Final answer:
Nuclear splice sites in AU-AC introns are recognized during pre-mRNA splicing, enabling the removal of noncoding introns and the connection of exons to form functional mRNA. The spliceosome, with its corresponding recognition sequences, ensures accurate splicing. Mutations in these sequences or spliceosome components can disrupt protein synthesis.
Step-by-step explanation:
Nuclear splice sites are short sequences within AU-AC introns that are recognized by the spliceosome during pre-mRNA splicing. The spliceosome is a complex of proteins and RNA molecules, including small nuclear RNAs (snRNAs), which carries out the removal of introns from a pre-mRNA transcript.
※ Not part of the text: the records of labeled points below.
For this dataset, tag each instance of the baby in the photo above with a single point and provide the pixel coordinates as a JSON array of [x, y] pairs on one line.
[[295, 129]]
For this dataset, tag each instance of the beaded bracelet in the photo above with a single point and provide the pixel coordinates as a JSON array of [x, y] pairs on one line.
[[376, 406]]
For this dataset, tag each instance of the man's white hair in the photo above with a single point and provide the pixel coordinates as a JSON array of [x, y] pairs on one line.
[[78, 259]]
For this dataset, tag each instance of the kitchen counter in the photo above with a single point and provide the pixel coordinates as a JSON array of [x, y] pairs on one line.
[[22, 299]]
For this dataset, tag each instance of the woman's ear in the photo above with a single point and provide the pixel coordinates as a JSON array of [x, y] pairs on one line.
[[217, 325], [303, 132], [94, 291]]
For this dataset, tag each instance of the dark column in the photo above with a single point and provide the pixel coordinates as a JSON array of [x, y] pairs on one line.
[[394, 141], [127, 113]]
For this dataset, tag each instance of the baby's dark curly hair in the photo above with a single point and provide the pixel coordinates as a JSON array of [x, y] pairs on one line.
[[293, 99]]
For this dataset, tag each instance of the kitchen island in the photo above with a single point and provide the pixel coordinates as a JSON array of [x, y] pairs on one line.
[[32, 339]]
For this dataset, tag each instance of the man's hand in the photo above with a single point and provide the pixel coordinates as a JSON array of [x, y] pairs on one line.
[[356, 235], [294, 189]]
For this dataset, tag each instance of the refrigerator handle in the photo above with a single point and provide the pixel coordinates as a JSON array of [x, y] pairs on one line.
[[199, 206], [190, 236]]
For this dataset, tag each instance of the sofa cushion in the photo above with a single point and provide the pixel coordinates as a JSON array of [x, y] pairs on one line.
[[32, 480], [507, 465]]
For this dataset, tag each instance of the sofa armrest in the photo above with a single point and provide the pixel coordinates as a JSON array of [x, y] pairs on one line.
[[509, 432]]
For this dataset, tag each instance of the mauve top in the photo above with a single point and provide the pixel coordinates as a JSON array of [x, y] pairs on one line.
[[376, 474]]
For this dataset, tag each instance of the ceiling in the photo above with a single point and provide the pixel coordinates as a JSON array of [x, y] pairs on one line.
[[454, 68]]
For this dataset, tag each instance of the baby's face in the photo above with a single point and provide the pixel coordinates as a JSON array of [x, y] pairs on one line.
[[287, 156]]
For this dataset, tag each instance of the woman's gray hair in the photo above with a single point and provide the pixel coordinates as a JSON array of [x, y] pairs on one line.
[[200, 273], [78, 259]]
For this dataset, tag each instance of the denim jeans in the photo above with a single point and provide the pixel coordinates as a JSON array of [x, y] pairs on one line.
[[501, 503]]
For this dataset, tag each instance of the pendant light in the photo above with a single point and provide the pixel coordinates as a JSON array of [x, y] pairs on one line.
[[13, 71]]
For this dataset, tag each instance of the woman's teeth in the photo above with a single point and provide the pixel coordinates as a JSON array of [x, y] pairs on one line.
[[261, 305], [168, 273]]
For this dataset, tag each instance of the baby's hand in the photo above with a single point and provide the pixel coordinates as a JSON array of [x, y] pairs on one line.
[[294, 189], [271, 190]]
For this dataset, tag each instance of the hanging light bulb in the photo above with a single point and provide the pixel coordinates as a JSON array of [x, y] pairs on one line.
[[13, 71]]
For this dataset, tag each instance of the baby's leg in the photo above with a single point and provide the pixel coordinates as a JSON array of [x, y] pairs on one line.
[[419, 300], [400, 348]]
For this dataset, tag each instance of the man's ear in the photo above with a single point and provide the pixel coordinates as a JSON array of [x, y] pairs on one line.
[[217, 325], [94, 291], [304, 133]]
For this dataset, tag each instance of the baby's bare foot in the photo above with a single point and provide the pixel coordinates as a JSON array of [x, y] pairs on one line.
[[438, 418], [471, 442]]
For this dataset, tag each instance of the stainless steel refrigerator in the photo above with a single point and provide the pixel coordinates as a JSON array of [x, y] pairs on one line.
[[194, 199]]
Introns are noncoding regions that must be excised to form a functional mRNA that consists solely of exons, the protein-coding regions. In introns, the beginning and end are marked by specific nucleotides: GU at the 5' end and AG at the 3' end. Additionally, editing changes in mRNA can result in various protein forms, such as the APOB protein in humans that has two forms due to a premature stop signal caused by mRNA editing.
Mutations in the spliceosome recognition sequences at each end of an intron or in the spliceosome components can have profound effects on the splicing process and, consequently, on protein synthesis. Such mutations may generate new spliceosome recognition sites or delete existing ones, potentially leading to defective splicing and dysfunctional proteins.